To call it a trail would be generous. Climbing up through steep rhyolite gendarmes, it hardly qualified as a game trail – testament to how devoid of visitors the region is. We negotiated our way onto a grassy plateau where routes appeared to converge under the canopy of Ponderosa Pines and upwards towards the Oregon highpoint. Five hours later we climbed out onto the fire tower deck we spied earlier that day.


(4) Climbing out of the canyon on the Oregon side poses some significant objective hazards, including route finding over trail-less rocky terrain and patches of prickly pear cactuses.


(5) Me and Mike sharing the rewards of a good day’s work; in the distance perch the Seven Devils… and our ride out.

From the top, we traced the day’s events back up to the Seven Devils, perched far on the horizon line. Thunderheads over Idaho, Mike suggested we poach a night’s sleep inside the lookout and run it out the
following morning. Low on supplies and time, I was eager to cash in on the remaining light and see how far we could get.

“If we can cross the Snake during daylight, we could walk to the truck before first light,” I pitched. Mike shrugged and we quickly ran it down the familiar trail and out onto the grassy plateau.

Deep in the canyon basin, the towering walls prematurely stole our daylight, slowing our pace to a crawl. We knew we had to negotiate a series of benches before we found the river; we toggled from headlamps to darkness to triangulate our position.

As we rounded down the first bench, I heard Mike’s shoes struggle to find traction followed by the skid of body mass. Mike righted himself and hobbled down to me where he flashed his headlamp across his right side. Shoulder to thigh, he was studded with spines accumulated from sliding through a patch of prickly pear. “Good thing the cactus broke my fall,” he said, making the best of it.

“Seems like a good time to stop,” I responded. We spent the next 45 minutes extracting quills until Mike felt he could make it through the night. We dozed off under the glow of the Sheep Fire illuminating the sky behind the Idaho rim.

The rally of Chucker greeted the morning light. I turned to see Mike perched on a rock, pulling spines from his ass. “You ready to roll?” he asked as he shoved a glove between his tights and side to buffer the pain.
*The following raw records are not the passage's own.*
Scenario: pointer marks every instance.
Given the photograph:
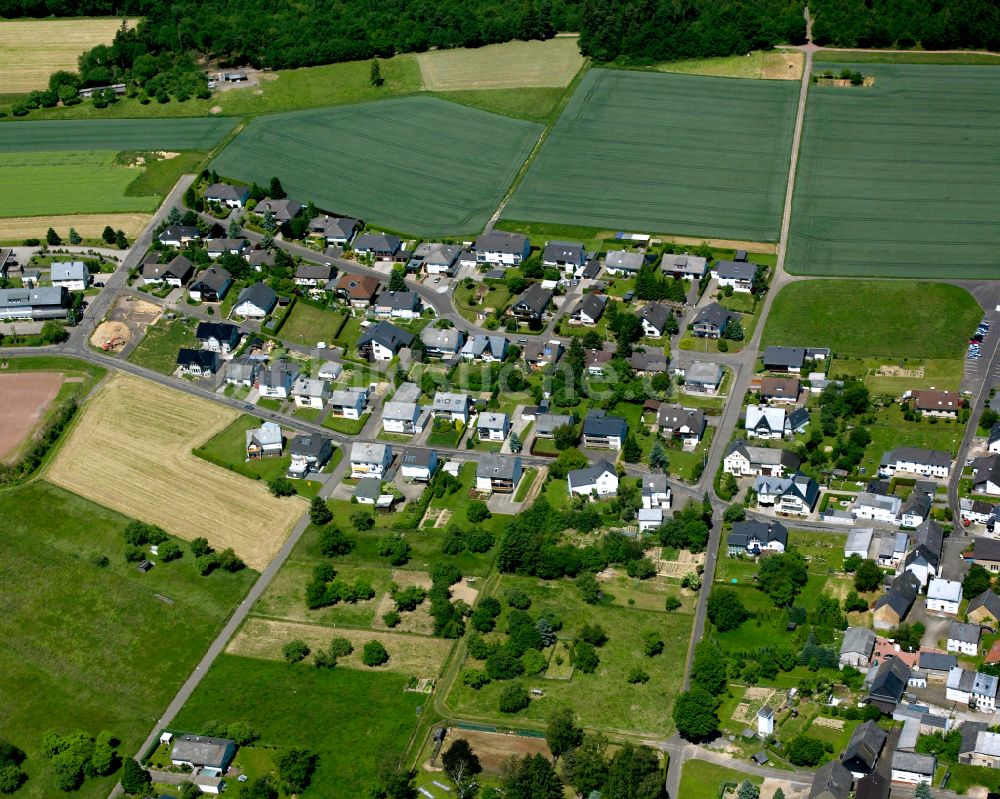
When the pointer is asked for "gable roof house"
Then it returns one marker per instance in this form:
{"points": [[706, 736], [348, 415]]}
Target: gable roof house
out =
{"points": [[211, 285], [597, 480], [532, 303], [255, 302], [601, 430], [498, 474], [217, 336], [711, 321], [499, 248], [383, 341]]}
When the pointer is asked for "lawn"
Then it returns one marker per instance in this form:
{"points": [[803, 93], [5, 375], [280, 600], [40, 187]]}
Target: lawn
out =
{"points": [[676, 168], [883, 185], [158, 348], [90, 647], [602, 699], [294, 705], [897, 319], [65, 182], [416, 164]]}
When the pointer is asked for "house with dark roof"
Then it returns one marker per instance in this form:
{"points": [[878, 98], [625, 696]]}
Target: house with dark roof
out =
{"points": [[601, 430]]}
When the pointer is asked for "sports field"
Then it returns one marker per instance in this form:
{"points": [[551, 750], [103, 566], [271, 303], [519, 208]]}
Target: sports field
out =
{"points": [[682, 154], [131, 450], [900, 179], [873, 318], [418, 164], [32, 49], [196, 133], [502, 66]]}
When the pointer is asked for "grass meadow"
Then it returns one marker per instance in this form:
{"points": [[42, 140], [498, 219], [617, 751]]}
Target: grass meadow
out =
{"points": [[90, 647], [350, 719], [899, 179], [874, 318], [683, 154], [415, 164]]}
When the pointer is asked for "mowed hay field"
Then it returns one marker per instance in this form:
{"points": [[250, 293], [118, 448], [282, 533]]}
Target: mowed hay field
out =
{"points": [[419, 164], [131, 450], [681, 154], [873, 317], [31, 50], [900, 179], [502, 66]]}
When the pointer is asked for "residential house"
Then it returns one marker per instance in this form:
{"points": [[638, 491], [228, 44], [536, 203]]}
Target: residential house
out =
{"points": [[399, 305], [217, 336], [451, 406], [913, 460], [779, 389], [687, 424], [72, 275], [944, 596], [358, 290], [275, 380], [178, 235], [889, 684], [743, 460], [264, 442], [765, 422], [313, 275], [784, 359], [498, 474], [755, 537], [176, 273], [914, 768], [418, 465], [225, 194], [703, 378], [283, 210], [501, 249], [369, 459], [198, 363], [440, 343], [401, 417], [211, 285], [309, 392], [857, 647], [597, 480], [738, 274], [493, 426], [310, 453], [565, 255], [338, 230], [383, 341], [891, 608], [380, 246], [964, 638], [864, 749], [601, 430], [654, 319], [486, 348], [711, 321], [255, 302], [532, 304], [589, 309]]}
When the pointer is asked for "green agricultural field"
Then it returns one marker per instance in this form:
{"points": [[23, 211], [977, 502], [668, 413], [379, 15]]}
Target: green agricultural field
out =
{"points": [[900, 179], [117, 134], [873, 318], [687, 155], [418, 164], [350, 719], [90, 647], [49, 183]]}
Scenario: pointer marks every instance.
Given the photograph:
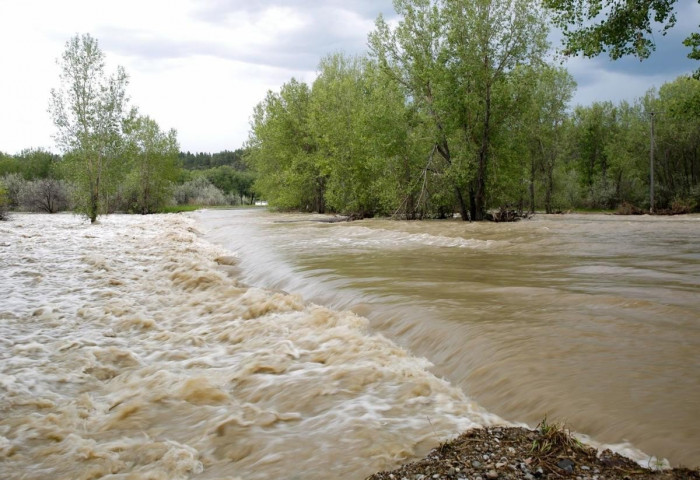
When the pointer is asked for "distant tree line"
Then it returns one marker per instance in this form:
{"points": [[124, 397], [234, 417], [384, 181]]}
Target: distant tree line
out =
{"points": [[113, 159], [38, 181], [456, 110]]}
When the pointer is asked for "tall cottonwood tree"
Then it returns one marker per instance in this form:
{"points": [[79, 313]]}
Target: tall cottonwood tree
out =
{"points": [[88, 110], [282, 150], [153, 161], [453, 58]]}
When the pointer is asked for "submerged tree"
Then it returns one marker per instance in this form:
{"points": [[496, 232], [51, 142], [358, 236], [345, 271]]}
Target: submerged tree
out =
{"points": [[454, 59], [153, 158], [88, 110]]}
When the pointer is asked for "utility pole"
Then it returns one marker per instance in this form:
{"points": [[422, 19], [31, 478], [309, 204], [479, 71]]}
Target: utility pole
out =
{"points": [[651, 165]]}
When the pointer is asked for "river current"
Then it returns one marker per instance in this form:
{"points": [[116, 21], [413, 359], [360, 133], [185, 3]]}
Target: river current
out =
{"points": [[245, 344], [593, 320], [130, 350]]}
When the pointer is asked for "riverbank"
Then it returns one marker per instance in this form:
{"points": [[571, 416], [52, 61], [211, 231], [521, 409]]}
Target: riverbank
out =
{"points": [[508, 453]]}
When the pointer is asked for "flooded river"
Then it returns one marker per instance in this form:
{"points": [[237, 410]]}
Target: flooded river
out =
{"points": [[245, 344], [589, 319], [129, 350]]}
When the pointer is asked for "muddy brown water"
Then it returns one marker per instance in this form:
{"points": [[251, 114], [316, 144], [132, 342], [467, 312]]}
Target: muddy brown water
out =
{"points": [[245, 344], [589, 319]]}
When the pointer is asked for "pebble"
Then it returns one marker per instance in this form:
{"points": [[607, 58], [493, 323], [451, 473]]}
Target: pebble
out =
{"points": [[566, 465]]}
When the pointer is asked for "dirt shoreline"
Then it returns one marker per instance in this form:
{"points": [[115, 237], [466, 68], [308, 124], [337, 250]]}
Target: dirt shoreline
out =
{"points": [[504, 453]]}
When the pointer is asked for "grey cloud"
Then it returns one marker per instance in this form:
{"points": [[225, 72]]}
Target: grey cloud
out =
{"points": [[327, 32], [220, 10]]}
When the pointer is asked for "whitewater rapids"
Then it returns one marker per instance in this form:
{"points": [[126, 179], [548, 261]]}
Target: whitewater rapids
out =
{"points": [[130, 350]]}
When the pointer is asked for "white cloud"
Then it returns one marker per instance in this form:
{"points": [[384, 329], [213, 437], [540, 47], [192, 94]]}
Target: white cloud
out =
{"points": [[200, 66]]}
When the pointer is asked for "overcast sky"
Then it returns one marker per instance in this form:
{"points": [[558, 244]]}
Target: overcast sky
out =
{"points": [[200, 66]]}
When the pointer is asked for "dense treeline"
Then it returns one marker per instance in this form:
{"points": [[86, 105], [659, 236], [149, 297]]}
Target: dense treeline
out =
{"points": [[114, 158], [454, 110], [40, 181]]}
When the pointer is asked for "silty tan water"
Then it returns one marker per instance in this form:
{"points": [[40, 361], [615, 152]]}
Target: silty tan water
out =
{"points": [[130, 350], [589, 319]]}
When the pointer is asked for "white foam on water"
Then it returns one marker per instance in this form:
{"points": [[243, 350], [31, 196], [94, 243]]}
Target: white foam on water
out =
{"points": [[128, 352]]}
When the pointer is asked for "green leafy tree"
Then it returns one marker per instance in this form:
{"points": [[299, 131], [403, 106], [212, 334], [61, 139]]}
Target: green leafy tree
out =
{"points": [[4, 202], [153, 156], [88, 110], [454, 59], [282, 150], [592, 27], [543, 124]]}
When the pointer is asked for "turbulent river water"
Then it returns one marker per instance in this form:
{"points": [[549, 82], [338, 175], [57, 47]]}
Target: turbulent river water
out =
{"points": [[136, 349], [589, 319]]}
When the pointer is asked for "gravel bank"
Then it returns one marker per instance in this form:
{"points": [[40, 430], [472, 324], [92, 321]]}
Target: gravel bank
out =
{"points": [[548, 452]]}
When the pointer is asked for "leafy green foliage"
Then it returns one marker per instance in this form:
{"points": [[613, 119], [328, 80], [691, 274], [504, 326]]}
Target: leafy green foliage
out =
{"points": [[618, 27], [4, 202], [88, 110], [153, 158]]}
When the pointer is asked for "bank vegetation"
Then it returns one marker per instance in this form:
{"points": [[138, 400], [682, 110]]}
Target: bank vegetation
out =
{"points": [[460, 108]]}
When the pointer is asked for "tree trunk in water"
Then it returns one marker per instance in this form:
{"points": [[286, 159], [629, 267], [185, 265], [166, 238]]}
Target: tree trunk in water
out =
{"points": [[480, 197], [532, 185], [462, 206], [472, 202], [548, 189]]}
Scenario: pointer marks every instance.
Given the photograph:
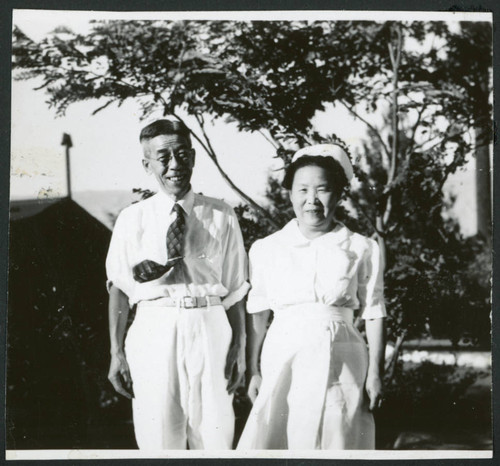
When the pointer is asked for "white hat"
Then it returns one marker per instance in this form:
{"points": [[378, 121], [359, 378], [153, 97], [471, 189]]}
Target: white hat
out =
{"points": [[328, 150]]}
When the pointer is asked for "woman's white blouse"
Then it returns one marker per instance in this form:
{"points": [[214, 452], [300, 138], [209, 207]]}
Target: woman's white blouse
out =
{"points": [[339, 268]]}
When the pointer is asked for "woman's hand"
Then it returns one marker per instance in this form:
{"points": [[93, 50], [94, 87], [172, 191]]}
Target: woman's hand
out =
{"points": [[119, 375], [374, 388], [254, 387]]}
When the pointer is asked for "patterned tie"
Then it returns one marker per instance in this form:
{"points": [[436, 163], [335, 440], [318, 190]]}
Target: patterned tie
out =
{"points": [[175, 237], [149, 270]]}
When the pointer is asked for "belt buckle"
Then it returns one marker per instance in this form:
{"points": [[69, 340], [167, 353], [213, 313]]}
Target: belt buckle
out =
{"points": [[189, 302]]}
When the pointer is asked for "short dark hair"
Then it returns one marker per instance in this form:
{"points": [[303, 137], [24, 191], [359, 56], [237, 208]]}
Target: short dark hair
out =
{"points": [[167, 127], [334, 170]]}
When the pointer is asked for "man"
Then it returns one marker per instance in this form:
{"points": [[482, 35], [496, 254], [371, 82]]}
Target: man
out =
{"points": [[179, 256]]}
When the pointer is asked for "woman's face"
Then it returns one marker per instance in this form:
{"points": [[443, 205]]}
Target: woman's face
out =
{"points": [[313, 199]]}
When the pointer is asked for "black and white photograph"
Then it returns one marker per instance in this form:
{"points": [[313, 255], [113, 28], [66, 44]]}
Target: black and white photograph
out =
{"points": [[250, 234]]}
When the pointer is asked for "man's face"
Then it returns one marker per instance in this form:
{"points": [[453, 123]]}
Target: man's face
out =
{"points": [[170, 159]]}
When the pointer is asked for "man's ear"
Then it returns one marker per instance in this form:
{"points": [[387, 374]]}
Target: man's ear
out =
{"points": [[147, 166]]}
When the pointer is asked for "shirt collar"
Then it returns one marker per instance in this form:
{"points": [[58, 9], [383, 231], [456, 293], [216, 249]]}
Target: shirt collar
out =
{"points": [[186, 202], [296, 238]]}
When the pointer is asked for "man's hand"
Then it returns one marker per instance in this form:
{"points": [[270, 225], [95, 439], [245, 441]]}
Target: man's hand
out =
{"points": [[235, 366], [119, 375], [254, 387], [373, 387]]}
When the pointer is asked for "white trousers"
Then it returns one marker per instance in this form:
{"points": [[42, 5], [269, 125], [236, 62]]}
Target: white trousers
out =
{"points": [[314, 364], [177, 359]]}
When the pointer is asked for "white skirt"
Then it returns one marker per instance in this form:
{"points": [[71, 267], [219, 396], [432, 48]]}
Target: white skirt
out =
{"points": [[314, 364]]}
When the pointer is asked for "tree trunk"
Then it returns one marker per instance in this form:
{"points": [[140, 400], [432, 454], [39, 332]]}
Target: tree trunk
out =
{"points": [[483, 170], [391, 365]]}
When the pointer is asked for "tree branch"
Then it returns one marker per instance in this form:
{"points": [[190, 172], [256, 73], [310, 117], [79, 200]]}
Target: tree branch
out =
{"points": [[376, 133], [210, 152]]}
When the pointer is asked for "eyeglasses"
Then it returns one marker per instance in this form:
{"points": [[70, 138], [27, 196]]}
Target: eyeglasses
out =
{"points": [[182, 156]]}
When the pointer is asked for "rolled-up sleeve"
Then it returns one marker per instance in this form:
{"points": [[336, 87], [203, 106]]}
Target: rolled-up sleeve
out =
{"points": [[371, 283], [257, 297], [235, 263], [118, 271]]}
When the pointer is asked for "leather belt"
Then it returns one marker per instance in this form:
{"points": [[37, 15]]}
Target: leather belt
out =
{"points": [[185, 302]]}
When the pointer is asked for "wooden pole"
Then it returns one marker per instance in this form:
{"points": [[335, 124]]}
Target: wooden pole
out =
{"points": [[66, 141]]}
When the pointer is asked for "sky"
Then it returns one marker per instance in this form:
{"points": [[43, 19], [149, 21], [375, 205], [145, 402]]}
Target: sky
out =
{"points": [[106, 154]]}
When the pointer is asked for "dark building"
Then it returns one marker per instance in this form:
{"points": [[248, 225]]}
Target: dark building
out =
{"points": [[58, 395]]}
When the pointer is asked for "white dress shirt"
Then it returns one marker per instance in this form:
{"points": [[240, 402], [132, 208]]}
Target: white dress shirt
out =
{"points": [[215, 262], [339, 268]]}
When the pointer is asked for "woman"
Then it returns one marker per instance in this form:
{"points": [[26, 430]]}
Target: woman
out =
{"points": [[318, 382]]}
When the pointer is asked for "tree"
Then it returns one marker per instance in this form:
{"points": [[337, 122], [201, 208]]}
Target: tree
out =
{"points": [[272, 77]]}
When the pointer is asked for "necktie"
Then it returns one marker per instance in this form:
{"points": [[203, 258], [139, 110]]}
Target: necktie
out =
{"points": [[175, 236], [149, 270]]}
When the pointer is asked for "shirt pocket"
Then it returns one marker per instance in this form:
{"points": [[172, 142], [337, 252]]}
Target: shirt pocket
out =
{"points": [[335, 271]]}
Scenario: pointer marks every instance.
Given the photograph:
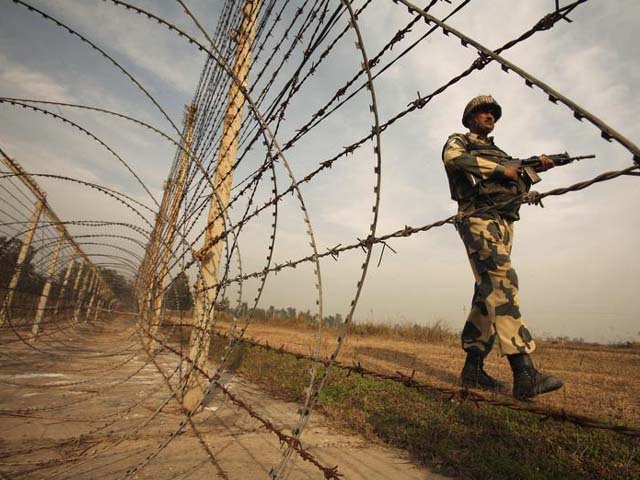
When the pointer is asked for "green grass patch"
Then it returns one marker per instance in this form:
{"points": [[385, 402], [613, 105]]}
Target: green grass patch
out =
{"points": [[462, 439]]}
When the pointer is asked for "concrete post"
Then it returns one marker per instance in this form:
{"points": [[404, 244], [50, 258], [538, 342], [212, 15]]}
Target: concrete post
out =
{"points": [[172, 218], [88, 278], [94, 292], [211, 255], [22, 256], [44, 296]]}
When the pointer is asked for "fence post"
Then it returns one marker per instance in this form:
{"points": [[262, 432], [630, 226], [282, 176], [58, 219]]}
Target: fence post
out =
{"points": [[63, 288], [81, 295], [210, 255], [44, 296]]}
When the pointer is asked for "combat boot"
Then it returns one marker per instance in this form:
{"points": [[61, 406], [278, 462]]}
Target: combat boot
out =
{"points": [[474, 376], [527, 381]]}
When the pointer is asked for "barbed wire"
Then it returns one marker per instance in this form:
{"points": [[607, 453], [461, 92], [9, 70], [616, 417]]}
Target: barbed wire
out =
{"points": [[146, 262]]}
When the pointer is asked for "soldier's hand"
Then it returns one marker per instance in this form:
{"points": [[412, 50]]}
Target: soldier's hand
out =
{"points": [[545, 163], [512, 173]]}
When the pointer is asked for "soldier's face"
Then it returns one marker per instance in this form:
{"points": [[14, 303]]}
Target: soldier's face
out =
{"points": [[482, 122]]}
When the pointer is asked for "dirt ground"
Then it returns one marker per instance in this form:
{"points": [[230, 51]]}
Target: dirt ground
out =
{"points": [[87, 403], [600, 381]]}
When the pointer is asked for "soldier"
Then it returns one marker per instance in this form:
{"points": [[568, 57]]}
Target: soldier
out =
{"points": [[478, 179]]}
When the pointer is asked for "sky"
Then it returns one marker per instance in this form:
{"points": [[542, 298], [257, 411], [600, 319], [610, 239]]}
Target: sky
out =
{"points": [[576, 258]]}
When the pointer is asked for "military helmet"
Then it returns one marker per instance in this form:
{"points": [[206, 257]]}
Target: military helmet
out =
{"points": [[481, 101]]}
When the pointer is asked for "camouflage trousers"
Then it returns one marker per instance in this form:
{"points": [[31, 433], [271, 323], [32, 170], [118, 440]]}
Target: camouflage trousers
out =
{"points": [[495, 309]]}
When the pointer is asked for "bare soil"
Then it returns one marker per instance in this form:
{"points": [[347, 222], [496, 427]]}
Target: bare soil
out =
{"points": [[600, 381]]}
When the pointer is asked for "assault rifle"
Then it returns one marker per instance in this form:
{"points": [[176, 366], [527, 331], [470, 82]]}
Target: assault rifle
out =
{"points": [[529, 165]]}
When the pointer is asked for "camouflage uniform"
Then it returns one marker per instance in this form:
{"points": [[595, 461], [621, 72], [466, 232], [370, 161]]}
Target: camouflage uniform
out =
{"points": [[476, 180]]}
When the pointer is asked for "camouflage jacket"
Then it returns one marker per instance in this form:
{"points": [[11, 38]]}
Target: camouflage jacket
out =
{"points": [[476, 176]]}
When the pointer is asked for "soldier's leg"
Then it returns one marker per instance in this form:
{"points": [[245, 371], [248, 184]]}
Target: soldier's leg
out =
{"points": [[495, 313]]}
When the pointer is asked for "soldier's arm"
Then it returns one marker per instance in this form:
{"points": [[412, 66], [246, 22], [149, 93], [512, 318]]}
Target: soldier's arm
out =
{"points": [[455, 156]]}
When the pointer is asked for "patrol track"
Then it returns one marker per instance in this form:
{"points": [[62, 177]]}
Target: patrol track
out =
{"points": [[123, 260]]}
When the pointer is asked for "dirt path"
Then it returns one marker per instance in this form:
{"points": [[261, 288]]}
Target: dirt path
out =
{"points": [[87, 403], [600, 381]]}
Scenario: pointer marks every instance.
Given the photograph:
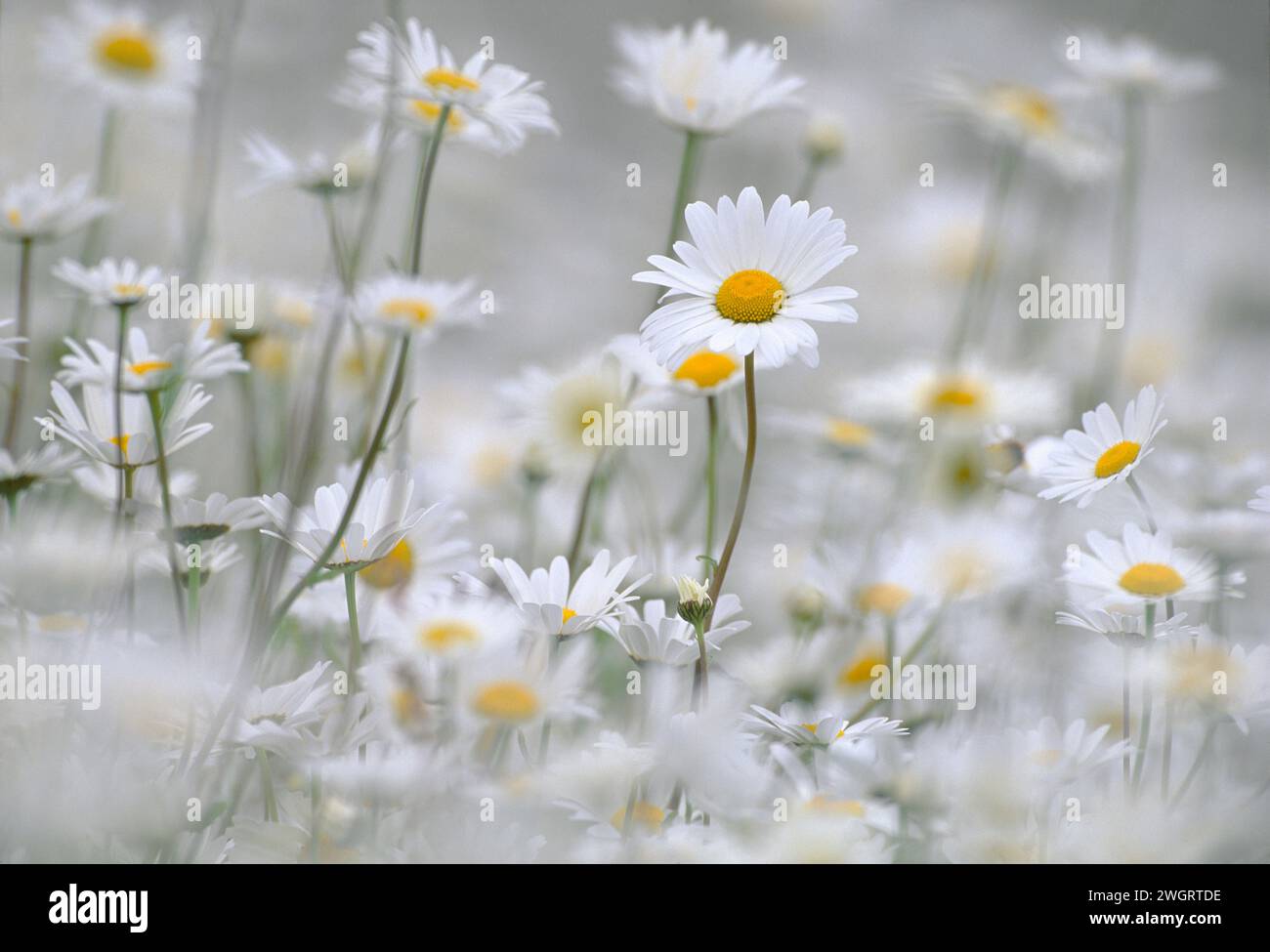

We gathered our scant supplies and descended the remaining elevation to the river in search of the safest crossing point. In spring, the Snake can run upwards of 60,000 cfs. It runs much lower in fall – about 15,000. Dam fed, we were hoping the morning flow would be lower yet, but it was still running strong. We found a wide stretch pooling well above downstream objective hazards, stuffed our clothes into our packs and dove into the river. The flow was swifter than it appeared, pushing us lower than our desired beach. Exhausted, we pulled our waterlogged bodies over river boulders and onto dry land where we wrung ourselves out before settling into the long and painful climb up to the Idaho rim.


(6) The Snake draws from its source in the Tetons, the Owyhees, and Sawtooths before it enters Hells Canyon. In spring, it can push upwards of 60,000 cfs. In fall, it was still packing a punch at 15,000.

We separated some on the ascent, each gamifying our own extraction from Hells. Myself, I reflected on the last 10 years. Since Afton Alps, I’ve lost a gallbladder (they say directly related to heat stroke), moved across the country and had two kids. I no longer run on hubris. But wanderlust – left unchecked – it can spread like a noxious weed. I’ve hoed a sustainable line by weaving ultra with a bit of mountaineering, cycling and paddling. But in the end, it always comes back to whom I’ve shared the adventure with. Mike and I came to the canyon as strangers, tethered together by a line on a map strung between two highpoints. 36 hours later, Mike and I climbed out of the canyon as fast friends, having plucked one of the finest plumb lines in North America.


(7) Not everyone gets out alive. Before the region turned to Wilderness in 1975, the canyon was homesteaded. Remnants of its ranching history can still be found on the canyon slopes, which posed a tragic end for one member of the Nation’s most robust elk populations.


(8) The Canyon is home to abundant wildlife; we saw bear, elk, deer, mountain goat, rattlesnake, wild turkey, grouse, eagles and a llama, which Mike was ready to saddle up and ride out.